De Tim Burton, 1985.
Premier long métrage de Burton, à une époque où il était juste un ex-animateur de Disney ayant fait ses classes dans des clips musicaux et pas encore l’idole de tous les ados semi-gothiques de la planète, Pee-Wee’s Big Adventure est un drôle d’objet cinématographique. Véritable véhicule cinématographique mettant en avant le personnage de Pee-Wee Herman, créature imaginée par Paul Rubens, un candidat malheureux de la première saison du légendaire Saturday Night Live qui fit le tour des cafés-théâtres new-yorkais avant de voir son one-man-show immortalisé par HBO au début des années 80. Le personnage de Pee-Wee Herman, un espèce de grand enfant irresponsable et colérique, eu droit à un sérial sur HBO avant de passer sur grand écran en 85, dans le film qui nous intéresse aujourd’hui.
Si Pee-Wee Herman avait à l’origine une tonalité adulte, visiblement, avec des allusions à une sexualité extravagante, celle-ci fut progressivement gommée quand HBO se rendit compte que le personnage marchait davantage avec les enfants qu’avec les adultes et Pee-Wee devint donc un salle gamin (adulte) irrévérencieux en pleine slapstick comedy (les chutes, combats et danses ridicules s’enchaînent). Puis vint le jour où Paul Rubens demanda, comme il le voyait tous les jours aux studios, à la Warner qu’on lui donne un vélo pour se déplacer d’un plateau à l’autre dans la ville-studios hollywoodienne. La Warner lui filant un vélo des années 50, Paul Rubens eut l’idée de raconter l’histoire d’amour entre le personnage de Pee-Wee et son vélo, ce qui devint la clé de voute du futur long métrage.
De fait, le long débute sur le réveil cartoonesque de Pee-Wee (jeux pour enfants, petit-dej automatique à la Doc dans Retour vers le futur, inventions improbables directement tirée de l’imaginaire de Rick Moranis dans Chérie j’ai rétréci les gosses, etc.) Sortant de chez lui impeccablement habillé dans son complet gris, ses chaussures blanches et son nœud-pap rouge pétant, le voilà qui enfourche sa fière bécane pour allers chercher des farces et attrapes et un nouveau klaxon en ville. Mais, drame absolu, l’arch-ennemi de Pee-Wee, le fils gâté (lui aussi adulte) d’un voisin fortuné s’arrange pour lui faire voler son vélo. Et le film d’enchaîner avec 1h30 d’aventures rocambolesques où Pee-Wee rencontrera dans le désordre un repris de justice en cavale, le fantôme d’un camionneuse, un gang de motard ou encore une Française avec le mal du pays dans la tête d’un dinosaure géant en plastique. Avant de finir en apothéose avec un course poursuite directement tirée d’un Tex Avery (ou plutôt un Hanna Barbera) dans les studios de la Warner, à Hollywood.
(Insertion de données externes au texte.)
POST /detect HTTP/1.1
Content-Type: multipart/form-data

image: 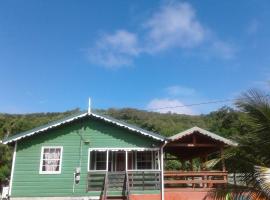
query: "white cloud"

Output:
[147,99,194,115]
[145,3,206,51]
[210,40,236,59]
[87,30,140,68]
[247,19,259,35]
[87,2,236,69]
[165,85,196,96]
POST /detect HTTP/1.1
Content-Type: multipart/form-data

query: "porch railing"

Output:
[164,171,228,188]
[128,171,161,191]
[86,170,161,193]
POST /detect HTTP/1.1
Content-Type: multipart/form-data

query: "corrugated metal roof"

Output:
[169,126,238,146]
[2,112,165,144]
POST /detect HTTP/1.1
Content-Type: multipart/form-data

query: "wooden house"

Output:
[2,110,236,200]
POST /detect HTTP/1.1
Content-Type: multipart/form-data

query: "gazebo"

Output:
[164,127,237,192]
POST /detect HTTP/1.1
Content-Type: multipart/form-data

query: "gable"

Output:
[2,112,165,144]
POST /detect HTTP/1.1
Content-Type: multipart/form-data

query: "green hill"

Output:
[0,107,247,187]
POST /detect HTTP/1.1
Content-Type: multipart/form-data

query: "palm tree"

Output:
[208,89,270,200]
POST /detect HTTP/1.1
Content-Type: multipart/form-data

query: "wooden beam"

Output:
[220,146,226,172]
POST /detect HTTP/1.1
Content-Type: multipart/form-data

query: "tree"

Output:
[210,89,270,200]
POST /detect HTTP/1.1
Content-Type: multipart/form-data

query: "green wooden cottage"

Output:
[2,110,235,200]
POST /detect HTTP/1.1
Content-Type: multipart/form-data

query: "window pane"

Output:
[137,151,152,169]
[41,148,61,172]
[90,151,107,170]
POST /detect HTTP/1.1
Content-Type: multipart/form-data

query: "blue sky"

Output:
[0,0,270,114]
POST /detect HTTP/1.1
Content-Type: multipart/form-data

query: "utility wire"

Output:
[148,94,270,111]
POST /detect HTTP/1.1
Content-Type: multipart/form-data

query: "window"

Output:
[89,151,107,170]
[137,151,152,169]
[39,147,63,174]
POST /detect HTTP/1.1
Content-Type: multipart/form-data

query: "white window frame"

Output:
[87,148,108,172]
[136,151,153,171]
[39,146,63,174]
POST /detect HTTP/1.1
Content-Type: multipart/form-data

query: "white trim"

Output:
[89,147,160,151]
[87,148,107,172]
[3,113,88,144]
[169,126,238,146]
[8,142,17,196]
[39,146,63,174]
[87,147,160,172]
[106,150,109,171]
[125,151,128,171]
[91,113,165,141]
[3,112,166,144]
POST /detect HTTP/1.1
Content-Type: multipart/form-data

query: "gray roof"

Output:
[2,112,165,144]
[169,126,238,146]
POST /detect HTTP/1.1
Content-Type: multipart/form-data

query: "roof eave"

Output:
[1,112,166,144]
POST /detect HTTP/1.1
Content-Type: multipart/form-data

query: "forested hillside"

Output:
[0,107,247,187]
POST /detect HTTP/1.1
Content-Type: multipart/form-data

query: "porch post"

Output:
[160,141,167,200]
[220,146,226,172]
[160,147,164,200]
[125,151,128,171]
[9,141,17,196]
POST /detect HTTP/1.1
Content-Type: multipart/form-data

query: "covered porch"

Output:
[164,127,237,192]
[86,148,161,199]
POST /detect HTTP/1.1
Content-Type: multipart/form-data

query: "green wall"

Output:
[11,117,159,197]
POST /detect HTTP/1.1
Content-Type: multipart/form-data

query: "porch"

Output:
[86,127,235,200]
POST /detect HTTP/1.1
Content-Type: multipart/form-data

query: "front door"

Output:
[116,152,126,171]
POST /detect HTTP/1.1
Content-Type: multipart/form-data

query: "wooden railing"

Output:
[86,171,106,191]
[164,171,228,188]
[128,171,161,191]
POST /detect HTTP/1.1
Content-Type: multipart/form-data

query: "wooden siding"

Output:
[11,118,159,197]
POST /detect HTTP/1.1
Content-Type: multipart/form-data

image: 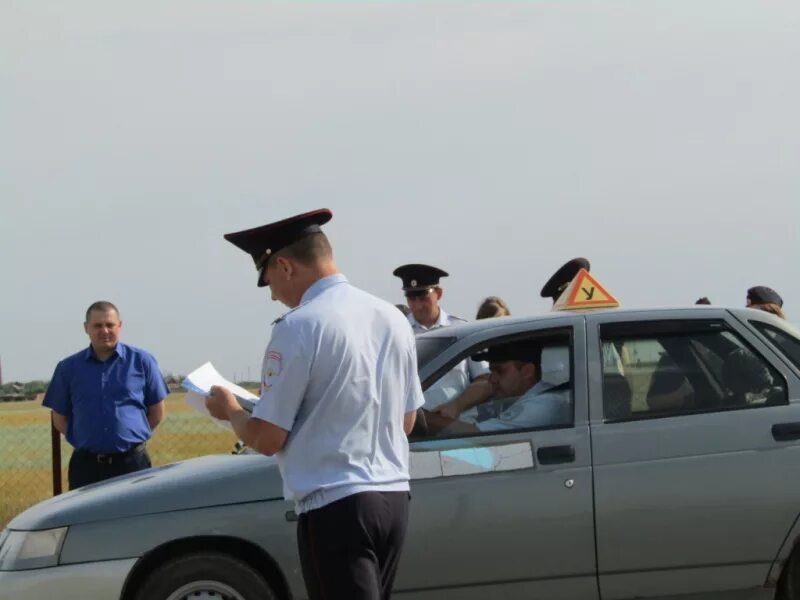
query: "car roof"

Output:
[418,305,767,339]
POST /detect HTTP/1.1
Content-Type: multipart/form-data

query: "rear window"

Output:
[750,321,800,369]
[417,335,457,369]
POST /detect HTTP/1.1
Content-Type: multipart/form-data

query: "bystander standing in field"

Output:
[43,301,169,489]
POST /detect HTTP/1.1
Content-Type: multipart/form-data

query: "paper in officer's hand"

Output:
[181,362,258,429]
[186,390,233,431]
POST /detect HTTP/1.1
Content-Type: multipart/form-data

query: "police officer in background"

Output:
[747,285,786,319]
[43,300,169,490]
[540,257,591,304]
[392,264,492,418]
[207,209,424,600]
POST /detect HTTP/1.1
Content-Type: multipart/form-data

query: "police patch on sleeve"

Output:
[261,350,283,390]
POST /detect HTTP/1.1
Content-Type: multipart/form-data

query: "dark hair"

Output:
[475,296,511,319]
[86,300,119,323]
[276,231,333,266]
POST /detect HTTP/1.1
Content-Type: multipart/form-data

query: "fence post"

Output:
[50,412,61,496]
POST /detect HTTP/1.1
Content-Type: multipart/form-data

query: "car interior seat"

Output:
[603,373,633,420]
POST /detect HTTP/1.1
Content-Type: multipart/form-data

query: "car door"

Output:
[587,309,800,600]
[394,316,597,600]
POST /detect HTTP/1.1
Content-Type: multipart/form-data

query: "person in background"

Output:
[747,285,786,319]
[392,264,492,417]
[43,301,169,490]
[540,257,591,304]
[475,296,511,320]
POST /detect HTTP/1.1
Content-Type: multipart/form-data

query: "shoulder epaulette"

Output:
[272,302,306,325]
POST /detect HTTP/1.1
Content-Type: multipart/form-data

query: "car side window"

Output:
[601,322,788,420]
[414,330,574,439]
[750,321,800,369]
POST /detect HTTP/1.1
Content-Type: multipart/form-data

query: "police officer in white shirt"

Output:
[207,209,424,600]
[393,264,491,414]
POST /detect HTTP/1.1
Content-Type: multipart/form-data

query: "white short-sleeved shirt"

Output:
[477,381,572,431]
[253,274,424,513]
[407,308,489,410]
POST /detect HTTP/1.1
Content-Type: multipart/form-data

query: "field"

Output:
[0,393,236,527]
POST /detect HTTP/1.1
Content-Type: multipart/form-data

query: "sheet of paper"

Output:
[181,362,258,429]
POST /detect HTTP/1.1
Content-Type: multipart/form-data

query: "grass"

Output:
[0,393,236,527]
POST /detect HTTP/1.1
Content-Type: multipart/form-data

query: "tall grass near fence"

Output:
[0,393,236,527]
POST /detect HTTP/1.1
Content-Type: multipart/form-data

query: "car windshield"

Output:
[417,335,457,369]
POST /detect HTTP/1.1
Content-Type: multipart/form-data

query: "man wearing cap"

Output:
[43,300,169,490]
[427,341,572,435]
[540,257,591,304]
[393,264,491,417]
[747,285,786,319]
[207,209,424,600]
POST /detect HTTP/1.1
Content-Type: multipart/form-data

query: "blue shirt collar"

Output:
[83,342,125,360]
[300,273,347,304]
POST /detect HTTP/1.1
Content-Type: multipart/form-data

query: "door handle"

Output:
[536,446,575,465]
[772,423,800,442]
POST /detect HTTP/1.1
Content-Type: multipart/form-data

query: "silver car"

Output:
[0,307,800,600]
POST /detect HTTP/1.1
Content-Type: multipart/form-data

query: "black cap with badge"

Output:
[747,285,783,308]
[392,264,448,296]
[541,257,591,302]
[224,208,333,287]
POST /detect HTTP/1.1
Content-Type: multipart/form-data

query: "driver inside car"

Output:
[425,340,572,435]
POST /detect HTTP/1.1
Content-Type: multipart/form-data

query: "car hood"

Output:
[8,454,283,530]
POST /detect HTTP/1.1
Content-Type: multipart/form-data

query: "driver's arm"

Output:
[435,375,492,419]
[423,409,479,435]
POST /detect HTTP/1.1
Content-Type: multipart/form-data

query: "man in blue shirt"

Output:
[43,301,169,489]
[206,209,424,600]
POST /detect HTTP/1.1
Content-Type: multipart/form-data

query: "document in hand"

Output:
[181,362,258,429]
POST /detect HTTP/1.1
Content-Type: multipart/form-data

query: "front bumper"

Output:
[0,558,136,600]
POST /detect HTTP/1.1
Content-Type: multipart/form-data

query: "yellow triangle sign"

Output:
[553,269,619,310]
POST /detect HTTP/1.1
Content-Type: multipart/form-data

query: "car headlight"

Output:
[0,527,67,571]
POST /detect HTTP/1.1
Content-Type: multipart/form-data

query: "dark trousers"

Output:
[297,492,409,600]
[68,446,152,490]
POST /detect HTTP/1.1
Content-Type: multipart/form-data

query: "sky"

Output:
[0,0,800,381]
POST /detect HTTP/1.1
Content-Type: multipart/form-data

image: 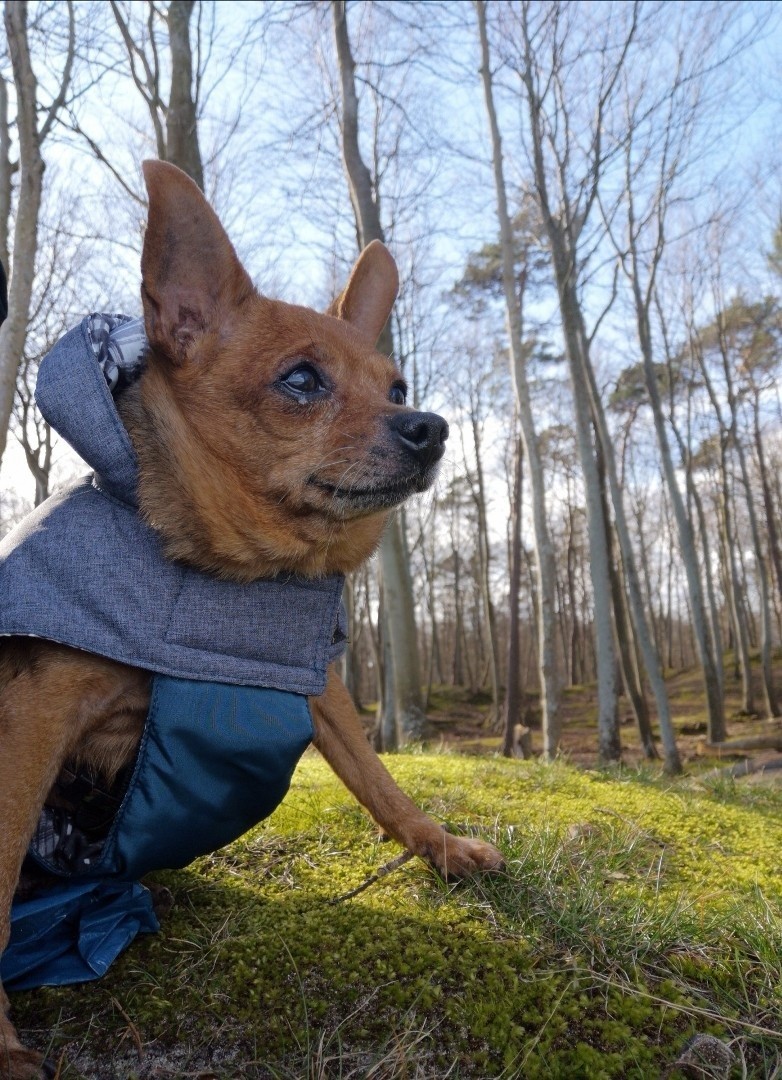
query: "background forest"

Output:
[0,0,782,772]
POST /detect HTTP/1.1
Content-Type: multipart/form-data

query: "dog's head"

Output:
[123,161,448,579]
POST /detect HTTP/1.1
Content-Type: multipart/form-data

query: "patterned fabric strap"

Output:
[86,312,147,395]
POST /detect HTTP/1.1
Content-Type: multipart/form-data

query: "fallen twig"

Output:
[328,851,413,904]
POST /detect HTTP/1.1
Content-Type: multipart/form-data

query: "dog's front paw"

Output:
[0,1041,48,1080]
[418,829,505,880]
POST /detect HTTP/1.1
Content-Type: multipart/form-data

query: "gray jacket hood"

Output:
[36,318,138,507]
[0,316,347,694]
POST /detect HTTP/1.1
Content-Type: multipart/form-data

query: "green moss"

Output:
[13,754,782,1080]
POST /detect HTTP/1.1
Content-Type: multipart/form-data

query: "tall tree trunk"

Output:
[631,302,725,742]
[0,75,14,273]
[475,0,561,759]
[0,0,43,461]
[332,0,424,748]
[549,285,621,761]
[597,446,656,771]
[753,388,782,630]
[583,324,682,773]
[502,425,529,757]
[165,0,204,191]
[472,415,500,727]
[719,457,755,714]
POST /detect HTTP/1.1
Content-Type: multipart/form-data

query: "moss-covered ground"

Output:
[12,753,782,1080]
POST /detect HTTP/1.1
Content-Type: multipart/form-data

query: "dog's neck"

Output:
[117,372,388,581]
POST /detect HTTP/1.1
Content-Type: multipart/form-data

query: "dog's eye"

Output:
[281,364,325,397]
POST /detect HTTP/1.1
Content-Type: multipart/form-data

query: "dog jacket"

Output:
[0,315,346,988]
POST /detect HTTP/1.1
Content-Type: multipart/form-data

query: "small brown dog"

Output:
[0,162,502,1080]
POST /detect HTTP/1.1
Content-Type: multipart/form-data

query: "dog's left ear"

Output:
[141,161,255,364]
[328,240,400,345]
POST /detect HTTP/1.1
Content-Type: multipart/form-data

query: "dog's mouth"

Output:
[308,469,436,517]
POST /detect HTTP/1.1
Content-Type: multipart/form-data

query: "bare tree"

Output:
[109,0,204,190]
[511,0,636,761]
[332,0,423,750]
[475,0,561,758]
[0,0,76,470]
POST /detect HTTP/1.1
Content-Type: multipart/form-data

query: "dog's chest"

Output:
[30,676,312,880]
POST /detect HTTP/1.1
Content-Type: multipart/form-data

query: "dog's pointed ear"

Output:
[141,161,255,364]
[328,240,400,345]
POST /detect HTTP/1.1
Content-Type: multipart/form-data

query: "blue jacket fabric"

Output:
[0,316,346,989]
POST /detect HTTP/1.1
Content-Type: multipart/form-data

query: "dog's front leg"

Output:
[0,642,149,1080]
[310,666,503,878]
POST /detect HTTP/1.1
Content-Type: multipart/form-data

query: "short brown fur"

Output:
[0,162,502,1080]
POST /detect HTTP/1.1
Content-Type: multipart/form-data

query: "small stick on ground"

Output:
[328,851,414,904]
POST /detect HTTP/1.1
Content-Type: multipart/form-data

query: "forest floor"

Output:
[427,653,782,784]
[11,656,782,1080]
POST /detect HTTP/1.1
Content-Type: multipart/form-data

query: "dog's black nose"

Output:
[389,413,448,469]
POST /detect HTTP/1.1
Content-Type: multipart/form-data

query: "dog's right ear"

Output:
[141,161,255,364]
[327,240,400,345]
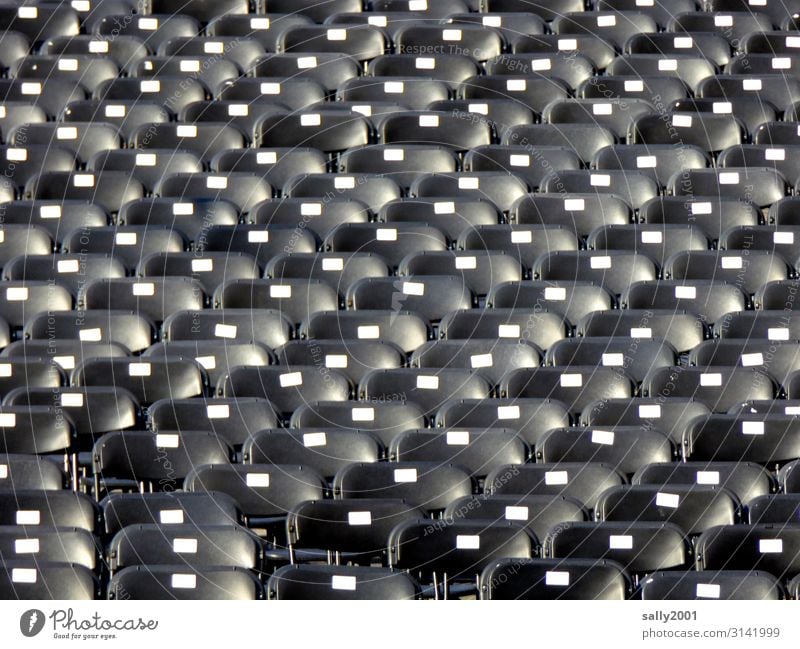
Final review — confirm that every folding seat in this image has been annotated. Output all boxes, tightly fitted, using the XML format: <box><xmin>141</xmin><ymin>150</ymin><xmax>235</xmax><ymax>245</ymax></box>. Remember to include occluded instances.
<box><xmin>501</xmin><ymin>124</ymin><xmax>616</xmax><ymax>163</ymax></box>
<box><xmin>484</xmin><ymin>462</ymin><xmax>625</xmax><ymax>509</ymax></box>
<box><xmin>439</xmin><ymin>308</ymin><xmax>572</xmax><ymax>352</ymax></box>
<box><xmin>256</xmin><ymin>110</ymin><xmax>370</xmax><ymax>153</ymax></box>
<box><xmin>0</xmin><ymin>560</ymin><xmax>99</xmax><ymax>600</ymax></box>
<box><xmin>576</xmin><ymin>308</ymin><xmax>707</xmax><ymax>354</ymax></box>
<box><xmin>64</xmin><ymin>98</ymin><xmax>172</xmax><ymax>141</ymax></box>
<box><xmin>336</xmin><ymin>75</ymin><xmax>450</xmax><ymax>110</ymax></box>
<box><xmin>639</xmin><ymin>569</ymin><xmax>783</xmax><ymax>600</ymax></box>
<box><xmin>23</xmin><ymin>309</ymin><xmax>154</xmax><ymax>352</ymax></box>
<box><xmin>200</xmin><ymin>224</ymin><xmax>317</xmax><ymax>268</ymax></box>
<box><xmin>300</xmin><ymin>309</ymin><xmax>431</xmax><ymax>354</ymax></box>
<box><xmin>378</xmin><ymin>195</ymin><xmax>500</xmax><ymax>241</ymax></box>
<box><xmin>71</xmin><ymin>357</ymin><xmax>206</xmax><ymax>404</ymax></box>
<box><xmin>252</xmin><ymin>54</ymin><xmax>361</xmax><ymax>94</ymax></box>
<box><xmin>24</xmin><ymin>171</ymin><xmax>145</xmax><ymax>213</ymax></box>
<box><xmin>61</xmin><ymin>225</ymin><xmax>185</xmax><ymax>270</ymax></box>
<box><xmin>3</xmin><ymin>386</ymin><xmax>139</xmax><ymax>442</ymax></box>
<box><xmin>115</xmin><ymin>197</ymin><xmax>239</xmax><ymax>246</ymax></box>
<box><xmin>696</xmin><ymin>525</ymin><xmax>800</xmax><ymax>581</ymax></box>
<box><xmin>324</xmin><ymin>220</ymin><xmax>447</xmax><ymax>267</ymax></box>
<box><xmin>141</xmin><ymin>340</ymin><xmax>272</xmax><ymax>385</ymax></box>
<box><xmin>0</xmin><ymin>348</ymin><xmax>66</xmax><ymax>396</ymax></box>
<box><xmin>147</xmin><ymin>397</ymin><xmax>278</xmax><ymax>447</ymax></box>
<box><xmin>617</xmin><ymin>31</ymin><xmax>731</xmax><ymax>68</ymax></box>
<box><xmin>398</xmin><ymin>251</ymin><xmax>522</xmax><ymax>296</ymax></box>
<box><xmin>211</xmin><ymin>147</ymin><xmax>327</xmax><ymax>191</ymax></box>
<box><xmin>217</xmin><ymin>366</ymin><xmax>350</xmax><ymax>419</ymax></box>
<box><xmin>606</xmin><ymin>53</ymin><xmax>716</xmax><ymax>92</ymax></box>
<box><xmin>460</xmin><ymin>74</ymin><xmax>570</xmax><ymax>114</ymax></box>
<box><xmin>669</xmin><ymin>95</ymin><xmax>778</xmax><ymax>133</ymax></box>
<box><xmin>500</xmin><ymin>366</ymin><xmax>634</xmax><ymax>413</ymax></box>
<box><xmin>544</xmin><ymin>335</ymin><xmax>676</xmax><ymax>383</ymax></box>
<box><xmin>410</xmin><ymin>339</ymin><xmax>541</xmax><ymax>385</ymax></box>
<box><xmin>276</xmin><ymin>339</ymin><xmax>406</xmax><ymax>385</ymax></box>
<box><xmin>0</xmin><ymin>148</ymin><xmax>76</xmax><ymax>190</ymax></box>
<box><xmin>714</xmin><ymin>311</ymin><xmax>800</xmax><ymax>346</ymax></box>
<box><xmin>108</xmin><ymin>565</ymin><xmax>264</xmax><ymax>600</ymax></box>
<box><xmin>541</xmin><ymin>169</ymin><xmax>659</xmax><ymax>210</ymax></box>
<box><xmin>184</xmin><ymin>464</ymin><xmax>324</xmax><ymax>526</ymax></box>
<box><xmin>0</xmin><ymin>77</ymin><xmax>86</xmax><ymax>118</ymax></box>
<box><xmin>628</xmin><ymin>113</ymin><xmax>745</xmax><ymax>154</ymax></box>
<box><xmin>542</xmin><ymin>99</ymin><xmax>655</xmax><ymax>140</ymax></box>
<box><xmin>411</xmin><ymin>171</ymin><xmax>530</xmax><ymax>212</ymax></box>
<box><xmin>505</xmin><ymin>33</ymin><xmax>617</xmax><ymax>70</ymax></box>
<box><xmin>631</xmin><ymin>461</ymin><xmax>774</xmax><ymax>503</ymax></box>
<box><xmin>92</xmin><ymin>430</ymin><xmax>233</xmax><ymax>492</ymax></box>
<box><xmin>434</xmin><ymin>399</ymin><xmax>570</xmax><ymax>446</ymax></box>
<box><xmin>533</xmin><ymin>250</ymin><xmax>657</xmax><ymax>295</ymax></box>
<box><xmin>0</xmin><ymin>4</ymin><xmax>80</xmax><ymax>44</ymax></box>
<box><xmin>0</xmin><ymin>281</ymin><xmax>72</xmax><ymax>330</ymax></box>
<box><xmin>718</xmin><ymin>144</ymin><xmax>800</xmax><ymax>190</ymax></box>
<box><xmin>642</xmin><ymin>366</ymin><xmax>775</xmax><ymax>412</ymax></box>
<box><xmin>93</xmin><ymin>11</ymin><xmax>200</xmax><ymax>51</ymax></box>
<box><xmin>278</xmin><ymin>25</ymin><xmax>387</xmax><ymax>61</ymax></box>
<box><xmin>595</xmin><ymin>485</ymin><xmax>741</xmax><ymax>535</ymax></box>
<box><xmin>579</xmin><ymin>397</ymin><xmax>711</xmax><ymax>446</ymax></box>
<box><xmin>639</xmin><ymin>195</ymin><xmax>760</xmax><ymax>243</ymax></box>
<box><xmin>664</xmin><ymin>250</ymin><xmax>791</xmax><ymax>294</ymax></box>
<box><xmin>358</xmin><ymin>368</ymin><xmax>492</xmax><ymax>416</ymax></box>
<box><xmin>108</xmin><ymin>524</ymin><xmax>263</xmax><ymax>573</ymax></box>
<box><xmin>587</xmin><ymin>223</ymin><xmax>710</xmax><ymax>268</ymax></box>
<box><xmin>480</xmin><ymin>559</ymin><xmax>631</xmax><ymax>601</ymax></box>
<box><xmin>161</xmin><ymin>309</ymin><xmax>292</xmax><ymax>349</ymax></box>
<box><xmin>283</xmin><ymin>173</ymin><xmax>401</xmax><ymax>213</ymax></box>
<box><xmin>137</xmin><ymin>251</ymin><xmax>259</xmax><ymax>295</ymax></box>
<box><xmin>389</xmin><ymin>428</ymin><xmax>530</xmax><ymax>478</ymax></box>
<box><xmin>96</xmin><ymin>76</ymin><xmax>207</xmax><ymax>115</ymax></box>
<box><xmin>214</xmin><ymin>279</ymin><xmax>339</xmax><ymax>325</ymax></box>
<box><xmin>155</xmin><ymin>171</ymin><xmax>272</xmax><ymax>213</ymax></box>
<box><xmin>684</xmin><ymin>413</ymin><xmax>800</xmax><ymax>464</ymax></box>
<box><xmin>129</xmin><ymin>122</ymin><xmax>247</xmax><ymax>165</ymax></box>
<box><xmin>575</xmin><ymin>74</ymin><xmax>690</xmax><ymax>110</ymax></box>
<box><xmin>0</xmin><ymin>454</ymin><xmax>65</xmax><ymax>492</ymax></box>
<box><xmin>242</xmin><ymin>428</ymin><xmax>385</xmax><ymax>480</ymax></box>
<box><xmin>78</xmin><ymin>277</ymin><xmax>205</xmax><ymax>323</ymax></box>
<box><xmin>266</xmin><ymin>564</ymin><xmax>422</xmax><ymax>601</ymax></box>
<box><xmin>11</xmin><ymin>55</ymin><xmax>119</xmax><ymax>93</ymax></box>
<box><xmin>464</xmin><ymin>144</ymin><xmax>581</xmax><ymax>188</ymax></box>
<box><xmin>41</xmin><ymin>33</ymin><xmax>149</xmax><ymax>70</ymax></box>
<box><xmin>544</xmin><ymin>522</ymin><xmax>689</xmax><ymax>574</ymax></box>
<box><xmin>697</xmin><ymin>73</ymin><xmax>800</xmax><ymax>116</ymax></box>
<box><xmin>747</xmin><ymin>494</ymin><xmax>800</xmax><ymax>525</ymax></box>
<box><xmin>0</xmin><ymin>490</ymin><xmax>99</xmax><ymax>532</ymax></box>
<box><xmin>456</xmin><ymin>223</ymin><xmax>578</xmax><ymax>272</ymax></box>
<box><xmin>509</xmin><ymin>191</ymin><xmax>631</xmax><ymax>242</ymax></box>
<box><xmin>219</xmin><ymin>77</ymin><xmax>326</xmax><ymax>110</ymax></box>
<box><xmin>536</xmin><ymin>426</ymin><xmax>675</xmax><ymax>475</ymax></box>
<box><xmin>264</xmin><ymin>252</ymin><xmax>389</xmax><ymax>299</ymax></box>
Tout ceci est bien aimable, mais, je l’avoue, ne m’a pas déridé souvent. Si le cœur de cible est (était?) sans doute un public enfantin, l’invraisemblance du scénar et l’idiotie de certaines péripéties ne sont finalement qu’un moindre mal face au principal problème du film : Pee-Wee Herman lui-même. Le personnage, en plus d’être désagréable et ridicule, est bourrés de tics verbaux et physiques qui font sourire pendant deux minutes (à la manière des clowns au cirque), mais qui agacent très rapidement dans un film d’une heure trente. Et il est difficile d’entrer dans un film quand on a qu’une seule envie : mettre des claques dans le pif du protagoniste principal, tellement c’est un gros con égocentrique. L’on me rétorquera que ce personnage excessif, cartoonesque, n’est pas sensé redescendre de son nuage de folie, au risque de perdre son charme, mais je répondrai qu’il fallait déjà un charme à la base, dans ce cas. Daffy Duck, pour prendre un parallèle, est aussi un personnage horripilant. Mais on (enfin moi, en tous les cas) n’a pas envie de le trucider après 5 minutes…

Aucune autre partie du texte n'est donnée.